Kabale in Wandsbek

Machtkampf in der CDU: Neuer Fraktionschef Graage setzt schwangere Geschäftsführerin und Bürgerschaftsabgeordnete Hochheim vor die Tür

„Hochheim wie eine Eierdiebin aus der Geschäftsstelle gebeamt“

Von Gernot Knödler

Der CDU-interne Machtkampf im Bezirk Wandsbek wird mit größerer Schärfe ausgetragen, als zunächst erkennbar war. Wie gestern bekannt wurde, hat der neue Fraktionschef Eckard Graage als eine seiner ersten Amtshandlungen Fraktionsgeschäftsführerin Natalie Hochheim von ihrer Arbeit freigestellt und ihr verboten, die Geschäftsstelle zu betreten. Die lapidare Begründung: „Es muss zunächst Ihr arbeitsrechtlicher Status überprüft werden.“ Die CDU-Bürgerschaftsabgeordnete scheint Opfer einer Gewichtsverlagerung in der Fraktionsspitze zugunsten des Ortsverbands Rahlstedt geworden zu sein.

Einen Tag nach seiner Wahl hatte Graage die Geschäftsführerin zu einem Gespräch gebeten, in dem er ihr nahe legte, einen Aufhebungsvertrag zu unterzeichnen. Hochheim, im fünften Monat schwanger, berichtet aus dem Gespräch, „dass mir seitens des neu gewählten Fraktionsvorsitzenden nachdrücklich gespiegelt wurde, dass, sofern ich nicht auf meinen Mutterschutz verzichte, dies in der Partei sehr negative Folgen haben werde“. Sie lehnte ab und erhielt ein dreizeiliges Schreiben, mit dem sie „bis auf Widerruf mit sofortiger Wirkung“ freigestellt wurde.

Hochheims Anwalt Jörg Hamann, selbst CDU-Bürgerschaftsabgeordneter aus dem Bezirk Mitte, bezeichnete Graages Blitzaktion als „höchst ungewöhnlich“. Der arbeitsrechtliche Status, den Graage überprüfen will, sei „vollkommen eindeutig“. Ein Hinweis auf den Bericht des Rechungshofes, der die Beschäftigung von Abgeordneten durch ihre Fraktionen problematisierte, gehe in die Irre. Hochheim sei ja Bürgerschafts- und nicht Bezirksabgeordnete und somit als Mitarbeiterin der Bezirksfraktion nicht ihre eigene Angestellte.

„Wenn jemand, der selber stark politisch aktiv ist, einen Job in der Fraktion annimmt, ist das nicht unproblematisch“, findet der Bezirksabgeordnete Michael Bruhns. Es sei dem Fraktionschef nicht zu verdenken, wenn er sich seine Mitarbeiter selbst aussuche.

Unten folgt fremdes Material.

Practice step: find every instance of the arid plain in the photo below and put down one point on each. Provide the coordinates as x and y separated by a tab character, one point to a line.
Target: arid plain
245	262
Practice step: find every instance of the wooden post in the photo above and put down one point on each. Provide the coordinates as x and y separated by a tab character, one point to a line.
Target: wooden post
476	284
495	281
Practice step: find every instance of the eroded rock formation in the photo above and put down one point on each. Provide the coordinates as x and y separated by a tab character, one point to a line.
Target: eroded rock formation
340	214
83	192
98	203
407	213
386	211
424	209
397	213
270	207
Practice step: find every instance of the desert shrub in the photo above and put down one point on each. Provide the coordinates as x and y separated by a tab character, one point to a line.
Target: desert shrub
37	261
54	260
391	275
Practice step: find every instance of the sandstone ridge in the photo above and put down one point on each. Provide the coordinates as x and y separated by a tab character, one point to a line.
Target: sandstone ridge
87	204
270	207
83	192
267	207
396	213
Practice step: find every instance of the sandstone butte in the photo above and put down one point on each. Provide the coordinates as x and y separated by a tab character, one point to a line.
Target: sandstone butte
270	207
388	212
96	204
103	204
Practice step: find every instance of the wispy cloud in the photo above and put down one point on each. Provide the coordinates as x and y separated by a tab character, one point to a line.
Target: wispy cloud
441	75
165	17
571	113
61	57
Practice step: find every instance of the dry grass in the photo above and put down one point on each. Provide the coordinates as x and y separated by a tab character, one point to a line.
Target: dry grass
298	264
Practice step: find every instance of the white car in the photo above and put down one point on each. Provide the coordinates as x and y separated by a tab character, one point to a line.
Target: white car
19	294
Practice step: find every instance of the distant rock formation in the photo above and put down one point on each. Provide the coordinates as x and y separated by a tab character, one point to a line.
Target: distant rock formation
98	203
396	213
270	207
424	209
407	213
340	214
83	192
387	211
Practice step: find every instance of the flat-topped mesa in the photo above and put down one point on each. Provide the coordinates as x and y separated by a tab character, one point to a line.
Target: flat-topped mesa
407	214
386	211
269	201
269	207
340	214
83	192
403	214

Hochheim sei schließlich auf Wunsch des alten Fraktionschefs Christian Stoffer Geschäftsführerin geworden.

„Klar ist, dass es bei uns in der Fraktion einen Machtkampf gegeben hat“, sagte Bruhns. Weil die Fraktion nicht mehr voll hinter ihnen stand, traten die beiden Vorstände aus dem Ortsverband Wandsbek, Stoffer und Timo Stehn, nicht zur Wiederwahl an. Lediglich Wolfgang Eggers aus Rahlstedt gehört auch dem neuen Vorstand wieder an. Stoffer hatte nach eigenen Worten keine Lust, sich von dem Rahlstedter Bezirksfürsten Karl-Heinz Warnholz „am Nasenring durch die Gegend schleifen zu lassen“.

Es sei augenfällig gewesen, dass Wandsbek versuchte, den Kreisverband zu dominieren, findet Bruhns und verweist auf das starke Profil von Wandsbeker Bürgerschaftsabgeordneten wie Hochheim und Ralf Niedmers. Er könne sich allenfalls vorstellen, dass die gute Selbstvermarktung Hochheims als Dominanz Wandsbeks empfunden sein worden könne, sagte Stoffer.

Mit Kommentaren zu seinem Rückzug habe er sich zunächst zurückhalten wollen. Dass Graage Hochheim „wie eine Eierdiebin aus der Geschäftsstelle gebeamt“ habe, habe das Fass jedoch zum Überlaufen gebracht. Eine neue Geschäftsführerin zu suchen, sei legitim für einen neuen Fraktionsvorsitzenden, sagte Stoffer. Graages Vorgehen jedoch sei „abenteuerlich und schäbig“. Stoffers ehemaliger Vorstandskollege Stehn wirft Graage einen Amoklauf vor. Zusammen mit Parteifreunden hat er beantragt, die Freistellung bei der nächsten Fraktionssitzung am 4. April zu diskutieren. Warnholz weilt im Urlaub, Graage war nicht zu erreichen.